There are 2 types of zone:

  • Napa zone - zone consists of Napa.js managed JavaScript workers (V8 isolates). Can be multiple, each may contain multiple workers. Workers in Napa zone support partial Node.JS APIs.
  • Node zone - a 'virtual' zone which exposes Node.js event loop, has access to full Node.js capabilities.

This complex enables you to use Napa zone for heavy-lifting work, and Node zone for IO. Node zone also compensates Napa zone on its incomplete support of Node APIs.

Following code creates a Napa zone with 8 workers:

var napa = require('napajs');
var zone = napa.zone.create('sample-zone', { workers: 8 });

Following code accesses the Node zone:

var zone = napa.zone.node;

Two operations can be performed on zones:

  1. Broadcast - run code that changes worker state on all workers, returning a promise for pending operation. Through the promise, we can only know if operation succeed or failed. Usually we use broadcast to bootstrap application, pre-cache objects, or change application settings.
  2. Execute - run code that doesn't change worker state on an arbitrary worker, returning a promise of getting the result. Execute is designed for doing the real work.

Zone operations are on a basis of first-come-first-serve, while broadcast takes higher priority over execute.

Following code demonstrated how broadcast and execute collaborate to complete a simple task:

function foo() {
   console.log('hi');
}

// This setups function definition of foo in all workers in the zone.
zone.broadcast(foo.toString());

// This execute function foo on an arbitrary worker.
zone.execute(() => { global.foo() });

Please refer to zone API for details.

Transporting JavaScript values

V8 is not designed for running JavaScript across multiple isolates, which means every isolate manages their own heap. Passing values from one isolate to another has to be marshalled/unmarshalled. The size of payload and complexity of object will greatly impact communication efficiency. In Napa, we try to work out a design pattern for efficient object sharing, based on the fact that all JavaScript isolates (exposed as workers) reside in the same process, and native objects can be wrapped and exposed as JavaScripts objects.

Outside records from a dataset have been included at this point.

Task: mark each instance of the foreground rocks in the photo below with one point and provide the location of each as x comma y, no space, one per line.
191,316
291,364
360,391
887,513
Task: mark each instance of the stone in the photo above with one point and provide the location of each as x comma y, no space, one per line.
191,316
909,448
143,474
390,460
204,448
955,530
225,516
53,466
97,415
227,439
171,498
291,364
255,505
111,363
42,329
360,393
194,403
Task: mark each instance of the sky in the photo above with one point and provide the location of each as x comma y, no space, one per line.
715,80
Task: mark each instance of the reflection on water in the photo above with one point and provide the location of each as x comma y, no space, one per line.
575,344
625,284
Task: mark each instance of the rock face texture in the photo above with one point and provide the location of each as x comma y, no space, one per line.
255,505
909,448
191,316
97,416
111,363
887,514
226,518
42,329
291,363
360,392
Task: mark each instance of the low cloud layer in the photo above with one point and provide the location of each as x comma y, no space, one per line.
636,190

Following concepts are introduced to implement this pattern:

Transportable types

Transportable types are JavaScript types that can be passed or shared transparently across workers. They are used as value types for passing arguments in broadcast and execute, as well as sharing objects in key/value pairs via set and get.

Transportable types are:

  • JavaScript primitive types: null, boolean, number, string
  • Object (TypeScript class) that implement Transportable interface
  • Array or plain JavaScript object that is composite pattern of above.
  • Single JavaScript value undefined

Please refer to transport API for details.

Cross-worker Storage

Store API is introduced as a necessary complement of sharing transportable types across JavaScript workers, on top of passing objects via arguments. During store.set, values marshalled into JSON and stored in process heap, so all threads can access it, and unmarshalled while users retrieve them via store.get.

Following code demonstrates object sharing using store:

var napa = require('napajs');

var zone = napa.zone.create('zone1');
var store = napa.store.create('store1');

// Set 'key1' in node.
store.set('key1', { 
    a: 1, 
    b: "2", 
    c: napa.memory.crtAllocator      // transportable complex type.
};

// Get 'key1' in another thread.
zone.execute(() => {
    var store = global.napa.store.get('store1');
    console.log(store.get('key1'));
});

Though very convenient, it's not recommended to use store to pass values within a transaction or request, since its overhead is more than passing objects by arguments (there are extra locking, etc.). Besides, developers have the obligation to delete the key after usage, while it's automatically managed by reference counting in passing arguments.

Please refer to store API for details.